Public Viewing

Bundesregierung gibt grünes Licht für EM-Fanmeilen

In Berlin kann es im Sommer öffentliche Fußballübertragungen geben, die normalerweise an den Lärmschutz-Regeln scheitern würden.

Unvergessen sind die Bilder von der Fanmeile am Brandenburger Tor wie hier im Juni 2008

Unvergessen sind die Bilder von der Fanmeile am Brandenburger Tor wie hier im Juni 2008

Foto: Rainer Jensen / dpa

Die Bundesregierung hat den Weg für die öffentlichen Fanmeilen zur Fußball-Europameisterschaft in Frankreich vom 10. Juni bis zum 10. Juli 2016 freigemacht. „Das gemeinschaftliche Fußballgucken unter freiem Himmel ist bei Europa- und Weltmeisterschaften mittlerweile Tradition“, sagte Bundesumweltministerin Barbara Hendricks (SPD). „Daher wird es auch in diesem Jahr eine eigene Verordnung für das sogenannte Public Viewing geben.“

Wenn der Bundesrat der Verordnung zustimmt, können Städte und Gemeinden während der EM öffentliche Fußballübertragungen genehmigen, die normalerweise an den Lärmschutz-Regeln scheitern würden.

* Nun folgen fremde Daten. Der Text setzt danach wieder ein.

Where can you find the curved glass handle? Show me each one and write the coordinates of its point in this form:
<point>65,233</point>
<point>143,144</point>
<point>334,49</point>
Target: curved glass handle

Gut jedes zweite EM-Spiel wird erst um 21 Uhr angepfiffen. Ab 22 Uhr - wenn gerade erst die zweite Halbzeit beginnt - ist jedoch allenfalls Lärm bis zu 55 Dezibel erlaubt. Weil diese Marke beim Public Viewing meist überschritten wird, gibt es seit der Fußball-Weltmeisterschaft 2006 bei großen Turnieren regelmäßig eine Ausnahmeregelung, die nach dem Endspiel wieder außer Kraft tritt.

Gespräche zu Berliner Fanmeile

In Berlin gibt es seit Jahren an vielen Orten ein Public Viewing. Das Bekannteste ist die Fanmeile vor dem Brandenburger Tor. Durch die Regelung seien Ausnahmen beim Lärmschutz möglich, gleichzeitig werde ein Mindestlärmschutz für Anwohner sichergestellt, so die Ministerin. „Über die Genehmigung in jedem konkreten Fall müssen die Kommunen entscheiden.“

Die Veranstalter der Berliner Fanmeile wollten ab März Gespräche mit dem Senat, dem Bezirk Mitte und der Polizei zu einem neuen Sicherheitskonzept aufnehmen, hieß es im Februar. „Wir stecken mittendrin in den Planungen und beraten gerade mit Sponsoren und beteiligten Dienstleistungsagenturen“, hatte Fanmeilen-Veranstalter Willy Kausch gesagt.